At this point I'd say whatever is responsible for scheduling the SDN pods is broken.

Comment 4 Justin Pierce 2018-09-10 18:46:55 UTC

tnozicka found that the sdn (and other daemonsets) pods were not being scheduled on the node because it had a taint: NodeWithImpairedVolumes . This taint was set at some unknown point in the past. 

In 3.10, a normal SOP was to reboot such a node - which would cause the cloud provider to delete the node API object associated with it. However, in 3.11, when a node is rebooted, its associated API object is no longer deleted.
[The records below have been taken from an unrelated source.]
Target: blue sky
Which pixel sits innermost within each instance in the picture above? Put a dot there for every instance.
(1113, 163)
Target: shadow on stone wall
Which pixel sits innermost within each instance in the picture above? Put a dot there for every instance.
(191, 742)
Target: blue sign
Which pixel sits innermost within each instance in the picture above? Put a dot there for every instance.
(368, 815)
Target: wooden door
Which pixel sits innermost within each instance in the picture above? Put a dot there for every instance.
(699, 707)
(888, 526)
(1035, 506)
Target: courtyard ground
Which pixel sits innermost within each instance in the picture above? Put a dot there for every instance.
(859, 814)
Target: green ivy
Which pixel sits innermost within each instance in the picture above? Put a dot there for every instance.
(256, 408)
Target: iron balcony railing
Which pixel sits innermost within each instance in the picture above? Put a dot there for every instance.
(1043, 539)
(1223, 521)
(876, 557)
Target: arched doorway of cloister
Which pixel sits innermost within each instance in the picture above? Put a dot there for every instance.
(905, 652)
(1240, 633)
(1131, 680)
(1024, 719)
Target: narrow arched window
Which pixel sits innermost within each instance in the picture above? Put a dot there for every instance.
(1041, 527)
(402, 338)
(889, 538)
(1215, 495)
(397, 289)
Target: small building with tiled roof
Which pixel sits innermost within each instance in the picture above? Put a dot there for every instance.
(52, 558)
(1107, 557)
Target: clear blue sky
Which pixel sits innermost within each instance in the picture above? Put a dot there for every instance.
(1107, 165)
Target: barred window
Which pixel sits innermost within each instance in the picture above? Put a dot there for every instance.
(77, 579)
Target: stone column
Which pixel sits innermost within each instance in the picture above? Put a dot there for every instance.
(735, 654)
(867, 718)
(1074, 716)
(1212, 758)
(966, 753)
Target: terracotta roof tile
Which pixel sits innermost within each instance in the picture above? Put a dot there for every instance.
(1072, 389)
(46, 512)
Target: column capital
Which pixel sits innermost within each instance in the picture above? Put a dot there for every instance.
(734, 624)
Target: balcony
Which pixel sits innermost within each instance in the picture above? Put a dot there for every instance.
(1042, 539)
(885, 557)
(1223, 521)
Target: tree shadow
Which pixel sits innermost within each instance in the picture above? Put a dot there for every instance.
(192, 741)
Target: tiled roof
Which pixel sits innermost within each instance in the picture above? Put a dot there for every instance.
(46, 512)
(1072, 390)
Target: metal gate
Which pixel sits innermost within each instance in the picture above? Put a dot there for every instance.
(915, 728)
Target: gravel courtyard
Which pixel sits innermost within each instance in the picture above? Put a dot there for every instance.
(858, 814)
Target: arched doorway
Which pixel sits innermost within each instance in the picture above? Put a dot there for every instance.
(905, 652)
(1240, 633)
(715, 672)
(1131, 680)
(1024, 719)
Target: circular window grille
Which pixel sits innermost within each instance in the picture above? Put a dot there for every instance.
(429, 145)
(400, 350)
In other words, the taint persists across reboots. 

Changing the intent of this BZ (reflected with new title) since I don't think an SRE team can reasonable keep up with clearing taints like this.

Comment 5 Michal Fojtik 2018-09-12 07:28:18 UTC

Moving to Pod team to investigate the persisting node taints.

Comment 7 Bradley Childs 2018-09-12 15:25:13 UTC

The work around for this issue is to manually remove the NodeWithImpairedVolumes taint.

It's an RFE for 4.0 as it could be complicated to automatically remove the taint.

Comment 8 Justin Pierce 2018-09-12 20:53:25 UTC

Opened https://bugzilla.redhat.com/show_bug.cgi?id=1628381 to track documentation for accomplishing manual detection and removal at scale.